Cuando éramos chicos nos asustaban con que el saludable ejercicio onanista nos dejaría ciegos. La paradoja es que se ha comprobado estimula la imaginación y nos hace ver mejor, con los ojos cerrados y viajando por cuerpos y paisajes sin gastar ni un centavo. Un hombre puede construir un globo para ver el mundo desde arriba; otro, meditar en un cafetín e imaginarse el vuelo. Una mujer puede maquillarse y embellecer sus formas para atraer multitudes; otra, desde su pieza puede ser, si lo advierte y necesita, todas las mujeres. La realidad, la maldita objetividad es lo único que atenta contra los enviones aéreos. Y sus fundamentalistas amigos de lo racional y el horizonte cercano. Aunque hay pseudoidealistas que se vuelven un bumerán pesado. Hemos visto películas saturadas de milagros carcelarios y encierros en donde se enaltece la capacidad de soñar aún dentro de cuatro paredes. Hemos asistido a la apología poética del Holocausto en patetismos conformistas como en el film " La vida es bella", por ejemplo. Hemos oído canciones de redención y leído libros de esperanza. Todo ello es malo, banal, rústico y falso si no lleva el aliento de una obra de arte. Solo cosas bien dichas, bien contadas, sin exageraciones místicas ni tóxicos de fe, serán lo único que nos puede hacer pensar que aún ciegos, podremos ver.

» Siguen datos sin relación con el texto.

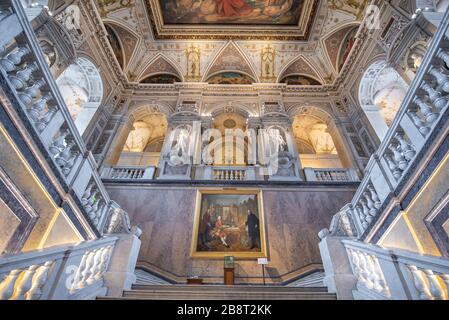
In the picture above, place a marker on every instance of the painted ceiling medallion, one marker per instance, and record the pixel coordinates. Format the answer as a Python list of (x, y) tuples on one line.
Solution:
[(232, 19)]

Somos todos no videntes del espíritu. Tenemos al cantor que canta con los más altos ideales de unión y sacrificio pero incapaz de ayudar a una viejita a cruzar la calle: nosotros los ciegos, compramos sus discos. El periodista políticamente correcto y desbordado de ansia libertaria que trabaja para una corporación ocupada en maltratar nuestras vidas: nosotros leemos sus notas. El que dirige un equipo que negocia con jugadores como ganado en pie: nosotros vamos a la cancha y engordamos boleterías. Vemos pero no vemos. En la foto obtenemos la garantía mefistofélica de eternidad, pero ignoramos los detalles concretos, la voz que lo dice todo, los climas sutiles de una percepción que tal vez hemos atrofiado. La fotografía reproduce al infinito únicamente lo que ha tenido lugar una vez. Ignoramos las intuiciones de observar con el corazón alerta pero en paz; reparamos en que si el candidato político que elegiremos para representarnos aparece besando niños en campaña será buena persona; más no leemos buscando su pasado como si este estuviera escrito en Braille. Vemos la herida evidente del señor Blumberg, su elegancia en la derrota, pero advertimos tarde que él cree que otros dolores que no sean rubios y claros han de ser penas menores. Como si el dolor, para este padre desafortunado, fuese una cuestión de pigmentos. Eso es, me digo, mirando correr a los muchachos detrás de la pelotita encantada con su cascabel adentro: no hay peor ciego que el que no quiere ver, ojo por ojo hace que el mundo se quede ciego, lo esencial es invisible a los ojos. Me detengo en mis obviedades: el delantero acaba de hacer un gol de rabona y el tipo al que desprecié por su frase común ya no está. "Están los que ven y los que no ven", había dicho. En la mañana neblinosa me sentí más ciego que nadie.